The hashtag #quarantinebangs has been all over social media in the last few weeks. Twitter, Instagram, and TikTok are full of people either showing off the results of their new 'do, or warning others against taking the plunge. Most people seem to have settled for cutting bangs, but some have lopped inches off their ponytail or even shaved their hair off. Some have gone for a home dye-job instead, like AFL player Matt Guelfi, who showed off his new pink hair on TikTok earlier this month.

Even Miley Cyrus took the plunge, saying on her Instagram Live talk show that she felt her new blonde bangs made her look like tiger king Joe Exotic. And one need not have a shared language to understand the appeal of giving in to quarantine bangs temptation, either: “J'ai succombé”, wrote a Twitter user in France, sharing a photo of her new fringe. “Oupsi.”

But are quarantine bangs a good idea? What if we all accidentally end up ruining our hair during lockdown? And why, when I was in the middle of researching this article, did I find myself checking under the bathroom sink to see if I had enough peroxide to go blonde at home?

I emailed Sydney hairstylist Jane Wei, from Newtown's A Loft Story salon. Jane's salon takes many clients to platinum blonde within a day – results that some hairdressers need weeks or even months to achieve – so I knew that she'd know her stuff.

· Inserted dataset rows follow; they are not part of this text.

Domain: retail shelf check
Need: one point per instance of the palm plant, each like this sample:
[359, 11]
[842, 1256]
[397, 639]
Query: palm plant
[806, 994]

“I think people are making drastic changes to their hair as a balance for their mental health, whether it's to form some sort of social outlet for them to interact with the outside world, or to have an instant gratification during their mundane routine of being at home. [Just like] some people like cooking up a storm, and some work out,” she responded.

Jane is conscious of the stress people are under, and aware that for people who've just lost their jobs, funds may be limited. Seeing a hairdresser isn't always feasible. After all, her business has been hit hard too.

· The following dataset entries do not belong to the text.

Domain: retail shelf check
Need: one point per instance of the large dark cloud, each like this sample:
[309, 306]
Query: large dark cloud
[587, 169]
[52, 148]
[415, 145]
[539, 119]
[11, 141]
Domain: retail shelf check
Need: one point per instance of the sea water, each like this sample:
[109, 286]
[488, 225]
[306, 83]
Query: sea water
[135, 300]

“Like most small businesses, we've experienced a devastating downturn due to the effects of COVID-19. Overnight, the business went from hustle and bustle to, pretty much, next to no business activity. People are scared and fearful of the uncertainty it's created. A lot of clients are losing their jobs.”

So her advice is to try to avoid any permanent changes, and ask your usual hairdresser to mix up a dye for you to use at home instead of grabbing a box dye at the supermarket. And if it's a hair cut you want to try, just watch out for your eyes and ears.

“This is an unprecedented and difficult time for a lot of us, and hair is an emotional outlet for us. If you had to do what you had to do just to make it through the lockdown, then we've still got your back to fix it for you in the future,” Jane says. “There really is no judgement, and it is pretty entertaining watching some extreme home transformations.”